Nov. 4, 2016
The Archimedes Screw Pump in Hayward, Calif., is one of the oldest surviving examples of the wind-driven Archimedes screw pump in the United States.
The wind-powered Archimedes Screw Pump of the San Francisco Bay, a nearly 200-year old invention that enabled the local production of salt in the San Francisco area, was recently redesignated as an ASME landmark at a ceremony in Hayward, Calif.
The Archimedes pump was originally designated as a Historic Mechanical Engineering Landmark by ASME in 1984. Approximately 60 people attended the redesignation ceremony, which took place at the pump’s current location roughly three-quarters of a mile from the Hayward Shoreline Interpretive Center in Hayward, Calif. The redesignation, supported by the ASME San Francisco Section, marked the presentation of the pump’s original landmark plaque, which was refinished to restore its original patina, and celebrate the screw pump’s relocation from its former site, the Cargill Salt Co. (formerly the Leslie Salt Refining Co.) in Newark, Calif.

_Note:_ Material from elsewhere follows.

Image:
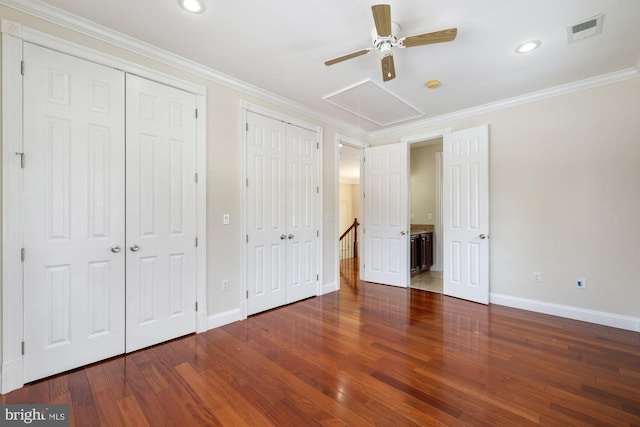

ASME Past President Terry E. Shoup, Ph.D., P.E., was one of the speakers at the redesignation ceremony on Oct. 21. Dr. Shoup served as the Society’s 125th president in 2006-2007.
The pump in Hayward is one of the oldest surviving examples of the wind-driven Archimedes Screw Pump in the United States. The device, which moves water from low to higher ground, was originally designed and built by Andrew Oliver in the 1870s. It was used for more than a century in the San Francisco Bay area for harvesting salt through the process of solar evaporation, where brine from one salt concentrating pond was shifted to another pond of higher salinity.
The landmark ceremony was attended by several representatives from ASME, including Past President Dr. Terry E. Shoup, P.E.; Robert O. Woods, P.E., of the ASME History and Heritage Committee; and Lynden F. Davis, P.E., and Eric Worrell from the ASME San Francisco Section. Also participating in the event were Don Holmqvist, the former pond superintendent at Leslie who was responsible for restoring the Archimedes pump in 1978; Minane Jameson, president of the Hayward Area Recreation Park and District; Sara Lamnin, member of the Hayward City Council; and A.T. Stephens, executive director of the Hayward Area Historical Society.
The refinished original landmark plaque for the Archimedes pump was unveiled during the landmark ceremony.